The events, thoughts and actions we create in digital space form identities in two distinct ways. The purposeful communication of life events is a rough analog to traditional life writing, but the introduction of algorithms creates a new complication. Whether there has been an ethic of autobiography in the past is a debate of its own, but now we have entered a phase of human life which prompts fresh questions: How is a digital life narrative formed in a just way? What are the limits of agentive identity creation, both for the self and the software? G.E.M. Anscombe (1958) provides a useful lens onto these questions, by suggesting the modern moral perspective should guide us toward “flourishing.” In this paper, I argue that individual storytellers (anyone who is presenting the semblance of an authentic self on a digital platform to be consumed by other users), by the nature of the “publicness” of their act are subjecting themselves to a new kind of life identity ethical scrutiny.

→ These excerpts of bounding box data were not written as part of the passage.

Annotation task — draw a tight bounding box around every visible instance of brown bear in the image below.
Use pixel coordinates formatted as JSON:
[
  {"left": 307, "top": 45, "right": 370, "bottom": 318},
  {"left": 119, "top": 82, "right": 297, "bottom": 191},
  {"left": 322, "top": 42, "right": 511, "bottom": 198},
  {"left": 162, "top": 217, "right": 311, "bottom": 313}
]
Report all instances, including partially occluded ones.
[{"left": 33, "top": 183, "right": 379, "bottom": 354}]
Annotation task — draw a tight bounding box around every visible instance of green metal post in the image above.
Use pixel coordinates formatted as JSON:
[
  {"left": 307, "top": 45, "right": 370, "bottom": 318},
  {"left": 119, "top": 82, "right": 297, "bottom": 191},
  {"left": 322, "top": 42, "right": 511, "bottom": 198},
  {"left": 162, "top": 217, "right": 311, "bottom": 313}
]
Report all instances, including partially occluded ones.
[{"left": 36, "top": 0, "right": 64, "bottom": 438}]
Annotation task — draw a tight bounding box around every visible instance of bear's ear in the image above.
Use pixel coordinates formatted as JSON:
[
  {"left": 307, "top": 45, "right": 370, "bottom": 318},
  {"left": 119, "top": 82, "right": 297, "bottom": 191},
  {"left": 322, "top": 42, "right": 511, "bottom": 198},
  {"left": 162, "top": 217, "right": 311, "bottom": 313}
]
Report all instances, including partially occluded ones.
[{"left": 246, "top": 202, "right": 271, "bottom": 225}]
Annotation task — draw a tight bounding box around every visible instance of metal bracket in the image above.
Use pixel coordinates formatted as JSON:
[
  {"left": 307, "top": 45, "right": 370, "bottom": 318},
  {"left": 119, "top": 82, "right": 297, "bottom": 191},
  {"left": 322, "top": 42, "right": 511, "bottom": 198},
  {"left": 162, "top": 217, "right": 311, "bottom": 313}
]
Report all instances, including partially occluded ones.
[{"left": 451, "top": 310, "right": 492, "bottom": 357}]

Confession narratives and mass kinship of YouTube celebrities: A narrative rationality analysis > READ

Interactions: Studies in Communication & Culture (July 2018). Volume 9, Number 2, pp. 225-237

Walter R. Fisher argued that human beings are homo narrans or storytelling animals who make decisions using narrative rationality, which is the ability to choose among competing stories. The question I consider is whether Fisher’s arguments have explanatory power in quick media, especially a specific type of everyday autobiography: narratives of well-known YouTube vloggers confessing intimate details or turning-point moments about their lives. Examples of videos include coming out as LGBTQ, serious illness, relationship dissolution and depression. This textual analysis looks at both sides of YouTube discourse – creator vlogs and audience comments.

‘I Am In No Way This’: Troll Hunters and Pragmatic Digital Self-Reference > READ

Persona Studies (2017).  Vol 3, No 2

If personae are masks used to communicate a certain character in performance, what happens in rapid unmaskings, especially as they occur in digital space? That question is central to the phenomenon of “troll-hunting.” Employing both journalistic and algorithmic tools, troll hunters unmask the offline identity of purveyors of digital hate speech, child pornography, illegal commerce and more. Digital citizens have concerned themselves with the efficacy, privacy, and ethics of such hunting, but have not as frequently explored another area: The narrative distance between a digital persona and a perceived “real”person behind that persona. Such distances can range from some version of the sentiment, “I am in no way this kind of person” to a comfortable coupling between online-offline selves, even during public shaming. Using textual analysis, I critically examine statements of those whose digital troll persona were unmasked, with special attention to the word I and the dissonance in offline-online personae, long discussed by academics, but also becoming an increasingly practical concern.